Introduction/Background Enhanced Recovery After Surgery (ERAS) is a new emerging standard of perioperative care for gynecological surgery. The aim of the study is to compare outcomes of conventional perioperative care with those of an ERAS protocol in women undergoing major gynecological surgery.

Methodology In this trial ( NCT03347409), involving patients affected by benign gynecological pathology, endometrial or ovarian cancer, we randomly assigned patients to undergo conventional perioperative care (Standard) or ERAS protocol. The primary outcome was the length of hospitalization (LOH) in days with noninferiority claimed if the lower boundary of the two-sided 95% confidence interval of the between-group difference (Standard versus ERAS) was equal or greater than 1.5 days. Secondary outcomes include comparison of postoperative pain, vomiting and nausea, anesthesiological and surgical complications up to thirty days after surgery and the time-to-event in hours for bowel movements, flatus, drink, hunger, eating and walking and quality of recovery using a validated questionnaire. We further evaluated compliance to ERAS protocol.

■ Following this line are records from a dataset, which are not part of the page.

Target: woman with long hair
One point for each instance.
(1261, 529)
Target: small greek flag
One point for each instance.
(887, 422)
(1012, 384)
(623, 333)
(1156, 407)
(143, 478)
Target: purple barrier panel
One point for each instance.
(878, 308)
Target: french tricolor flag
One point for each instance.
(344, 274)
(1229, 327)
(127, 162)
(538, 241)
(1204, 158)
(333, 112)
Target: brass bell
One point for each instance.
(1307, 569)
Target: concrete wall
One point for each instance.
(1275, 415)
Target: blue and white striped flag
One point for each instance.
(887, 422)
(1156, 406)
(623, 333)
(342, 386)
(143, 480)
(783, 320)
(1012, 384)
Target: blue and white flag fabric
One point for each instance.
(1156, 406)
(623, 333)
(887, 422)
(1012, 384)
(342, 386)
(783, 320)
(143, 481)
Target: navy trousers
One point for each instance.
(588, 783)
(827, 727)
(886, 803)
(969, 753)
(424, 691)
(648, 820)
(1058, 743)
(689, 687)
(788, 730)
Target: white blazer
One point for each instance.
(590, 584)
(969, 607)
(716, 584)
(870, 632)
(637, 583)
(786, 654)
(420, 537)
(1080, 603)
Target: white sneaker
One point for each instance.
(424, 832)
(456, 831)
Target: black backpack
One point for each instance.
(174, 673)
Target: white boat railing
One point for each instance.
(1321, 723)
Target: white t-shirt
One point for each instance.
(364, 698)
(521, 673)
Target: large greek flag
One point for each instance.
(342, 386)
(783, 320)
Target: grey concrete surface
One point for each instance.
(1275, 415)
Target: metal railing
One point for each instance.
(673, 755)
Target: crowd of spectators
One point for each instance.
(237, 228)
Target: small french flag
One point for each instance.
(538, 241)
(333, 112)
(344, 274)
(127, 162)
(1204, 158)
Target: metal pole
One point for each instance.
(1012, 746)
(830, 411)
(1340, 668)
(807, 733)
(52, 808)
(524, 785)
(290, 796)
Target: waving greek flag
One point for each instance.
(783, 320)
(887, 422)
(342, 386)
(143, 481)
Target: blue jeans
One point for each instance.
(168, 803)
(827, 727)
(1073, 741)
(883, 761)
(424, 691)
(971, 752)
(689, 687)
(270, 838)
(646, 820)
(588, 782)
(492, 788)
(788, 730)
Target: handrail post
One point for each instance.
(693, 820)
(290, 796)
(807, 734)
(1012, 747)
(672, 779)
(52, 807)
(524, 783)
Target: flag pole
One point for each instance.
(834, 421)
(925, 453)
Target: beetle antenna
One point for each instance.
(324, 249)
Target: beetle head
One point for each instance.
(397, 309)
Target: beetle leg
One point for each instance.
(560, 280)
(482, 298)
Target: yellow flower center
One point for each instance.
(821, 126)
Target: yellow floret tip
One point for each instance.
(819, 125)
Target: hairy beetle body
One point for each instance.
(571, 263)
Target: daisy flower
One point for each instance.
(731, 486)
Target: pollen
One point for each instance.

Results We enrolled 138 patients and of them 70 (51%) underwent Standard protocol while 68 (49%) were assigned to ERAS. The two groups were similar with respect to age, BMI, Charlson-comorbidity-index, anesthesiological risk, smoking habits, surgical access and complexity of surgical procedures. Fifty-two patients (38%) underwent hysterectomy for benign surgery, 44 (32%) for endometrial cancer and 42 (30%) for ovarian cancer. LOH was 3.5 days shorter in ERAS protocol (CI95% 2.1–4.2; p=0.00). Subgroup analysis showed a greater advantage in patients underwent laparotomic surgery with a LOH 4.1 days shorter (CI95% 3.6–4.7; p=0.00), while for laparoscopic surgery LOH was 2.1 days shorter (CI95% 1.6–3.2; p=0.00). Secondary outcomes and update of the aforementioned data should be assessed yet.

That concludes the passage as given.